Interpreting Annotated Disassembly (Sun Studio 12 Update 1: Performance Analyzer)

Sun Studio 12 Update 1: Performance Analyzer

Interpreting Annotated Disassembly

Interpreting annotated disassembly is not straightforward. The leaf PC is the address of the next instruction to execute, so metrics attributed to an instruction should be considered as time spent waiting for the instruction to execute. However, the execution of instructions does not always happen in sequence, and there might be delays in the recording of the call stack. To make use of annotated disassembly, you should become familiar with the hardware on which you record your experiments and the way in which it loads and executes instructions.

The next few subsections discuss some of the issues of interpreting annotated disassembly.

Instruction Issue Grouping

Instructions are loaded and issued in groups known as instruction issue groups . Which instructions are in the group depends on the hardware, the instruction type, the instructions already being executed, and any dependencies on other instructions or registers. As a result, some instructions might be underrepresented because they are always issued in the same clock cycle as the previous instruction, so they never represent the next instruction to be executed. And when the call stack is recorded, there might be several instructions that could be considered the next instruction to execute.

Instruction issue rules vary from one processor type to another, and depend on the instruction alignment within cache lines. Since the linker forces instruction alignment at a finer granularity than the cache line, changes in a function that might seem unrelated can cause different alignment of instructions. The different alignment can cause a performance improvement or degradation.

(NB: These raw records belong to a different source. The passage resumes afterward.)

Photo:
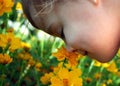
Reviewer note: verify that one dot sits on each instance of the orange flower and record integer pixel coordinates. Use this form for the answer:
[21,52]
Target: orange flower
[64,77]
[5,6]
[72,57]
[5,59]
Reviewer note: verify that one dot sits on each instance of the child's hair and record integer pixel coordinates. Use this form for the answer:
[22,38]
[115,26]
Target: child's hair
[42,7]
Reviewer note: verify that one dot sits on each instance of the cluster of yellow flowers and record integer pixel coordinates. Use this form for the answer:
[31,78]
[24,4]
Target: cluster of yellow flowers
[5,6]
[27,57]
[5,59]
[72,57]
[8,42]
[63,75]
[66,73]
[111,67]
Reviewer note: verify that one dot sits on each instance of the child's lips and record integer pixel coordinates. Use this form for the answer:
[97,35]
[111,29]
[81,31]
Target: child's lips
[82,52]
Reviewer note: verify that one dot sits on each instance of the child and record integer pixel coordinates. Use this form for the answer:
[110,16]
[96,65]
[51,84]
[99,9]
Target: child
[88,26]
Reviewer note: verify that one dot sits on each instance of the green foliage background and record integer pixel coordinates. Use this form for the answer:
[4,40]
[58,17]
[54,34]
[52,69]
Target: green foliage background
[17,73]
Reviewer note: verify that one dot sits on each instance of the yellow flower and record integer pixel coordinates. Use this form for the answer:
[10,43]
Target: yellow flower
[103,84]
[109,81]
[118,54]
[18,6]
[25,56]
[64,77]
[31,62]
[9,39]
[26,46]
[46,78]
[72,57]
[3,41]
[97,76]
[5,59]
[88,80]
[37,66]
[99,64]
[5,6]
[112,67]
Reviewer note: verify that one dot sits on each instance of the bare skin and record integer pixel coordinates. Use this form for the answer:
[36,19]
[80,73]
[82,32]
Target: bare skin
[88,28]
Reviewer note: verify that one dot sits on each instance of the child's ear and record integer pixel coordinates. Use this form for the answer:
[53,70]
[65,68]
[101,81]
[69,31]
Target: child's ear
[95,2]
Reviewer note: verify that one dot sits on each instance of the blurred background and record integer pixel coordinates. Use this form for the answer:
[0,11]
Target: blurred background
[27,56]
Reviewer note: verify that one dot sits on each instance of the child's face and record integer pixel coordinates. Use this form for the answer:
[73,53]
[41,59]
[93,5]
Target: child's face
[84,27]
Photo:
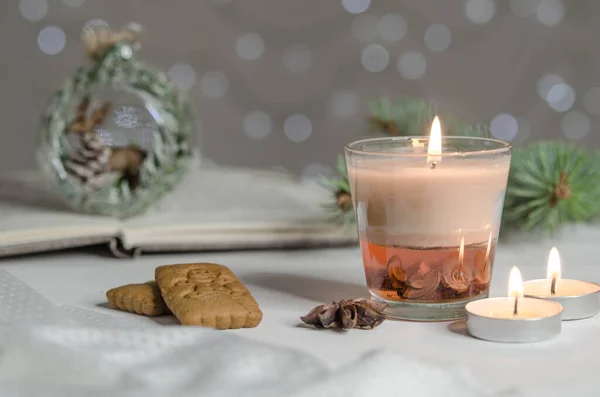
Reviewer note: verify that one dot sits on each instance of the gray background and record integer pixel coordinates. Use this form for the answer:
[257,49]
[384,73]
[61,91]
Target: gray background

The following artificial situation shows the same function compiled and linked in slightly different circumstances. The two output examples shown below are the annotated disassembly listings from the er_print utility. The instructions for the two examples are identical, but the instructions are aligned differently.

In this example the instruction alignment maps the two instructions cmp and bl,a to different cache lines, and a significant amount of time is used waiting to execute these two instructions.

   Excl.     Incl.
User CPU  User CPU
    sec.      sec.
                             1. static int
                             2. ifunc()
                             3. {
                             4.     int i;
                             5.
                             6.     for (i=0; i<10000; i++)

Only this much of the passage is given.